O vereador responsável pelo Planeamento Estratégico anunciou, no final do ano passado (no âmbito do Salão Imobiliário de Lisboa), que Odivelas pretende tornar-se, num futuro próximo, um pólo de localização de universidades e de empresas com elevada incorporação tecnológica. Em particular, nas antigas instalações da Cometna (Famões), vai surgir um parque de escritórios de arquitectura futurista e com jardins suspensos dirigido a esse tipo de empresas. A imprensa local deu grande destaque a esse anúncio e até comparou o vereador ao mago George Lucas, o criador da saga "Star Wars"!
O Mestre Yoda, provavelmente o maior Jedi de todos os tempos, diria: "Muita prudência devemos ter"!
De facto, na Grande Lisboa já existe um pólo desse tipo, aliás, fluorescente: o eixo Miraflores - Carnaxide - Porto Salvo - Tagus Park (Oeiras), também conhecido como "Corredor Oeste" no mercado imobiliário. Mais recentemente, também o Parque das Nações se tem afirmado como local de implantação de algumas empresas tecnológicas. A ideia é, portanto, requentada.
Adicionalmente, importa notar que é muito difícil criar, numa área metropolitana como Lisboa, uma localização "premium" de escritórios, capaz de atrair empresas com elevada incorporação tecnológica ou ligadas aos serviços avançados de apoio às empresas (telecomunicações, produção de "software", consultoria avançada, etc.). De facto, nos últimos 20 anos, apenas foram criadas, grosso modo, três novas zonas de escritórios desse tipo na Grande Lisboa, para além da natural expansão para Norte do eixo Av. da Liberdade - Baixa, em direcção às Avenidas Novas.
As Amoreiras, a mais antiga dessas novas zonas, resultou originalmente de um investimento privado e inesperado, que renovou por completo um antigo parque de estacionamento dos autocarros da Carris.
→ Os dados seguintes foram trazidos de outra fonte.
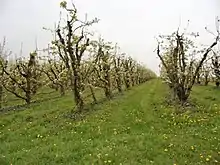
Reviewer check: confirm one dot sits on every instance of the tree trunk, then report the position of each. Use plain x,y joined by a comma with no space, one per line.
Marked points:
93,94
28,91
62,90
77,91
118,81
1,96
108,93
127,82
206,80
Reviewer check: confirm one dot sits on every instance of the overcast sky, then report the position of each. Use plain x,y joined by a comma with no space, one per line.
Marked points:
131,23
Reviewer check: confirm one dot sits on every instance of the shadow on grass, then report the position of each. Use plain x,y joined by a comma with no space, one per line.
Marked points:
90,108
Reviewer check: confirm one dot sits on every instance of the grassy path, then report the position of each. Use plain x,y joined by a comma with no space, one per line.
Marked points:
136,128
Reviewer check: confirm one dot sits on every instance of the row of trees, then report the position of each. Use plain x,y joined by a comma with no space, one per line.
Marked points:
74,62
184,63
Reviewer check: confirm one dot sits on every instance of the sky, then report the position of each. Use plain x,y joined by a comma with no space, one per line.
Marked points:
133,24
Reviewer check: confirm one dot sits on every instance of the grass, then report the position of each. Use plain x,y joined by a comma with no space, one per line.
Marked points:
135,128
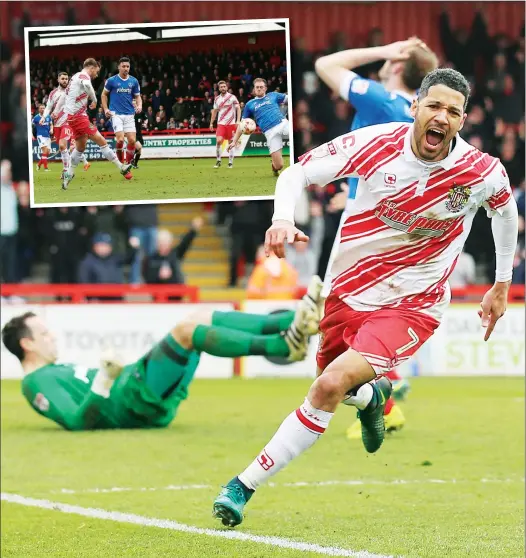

O empreendimento das Amoreiras surge com a entrada de Portugal na então Comunidade Europeia e com tudo o que isso significou em termos de oportunidades de negócio para os serviços avançados. Apostou na arquitectura espectáculo e em altura - explorando magníficas vistas sobre Lisboa e arredores - e num conceito inovador em meados da década de 80: a associação entre um centro comercial organizado em ruas e praças (ele próprio inovador), torres de escritórios e habitação de luxo, que permitiu tornar as Amoreiras num símbolo do Portugal europeu e aberto à sociedade do consumo. Notar que as Amoreiras inserem-se num bairro que já era (e é) um local de habitação de prestígio - veja-se, por exemplo, o famoso Bloco das Águas Livres, uma obra-prima da arquitectura moderna portuguesa - e aproveita a excelente acessibilidade à Auto-Estrada de Cascais (A5).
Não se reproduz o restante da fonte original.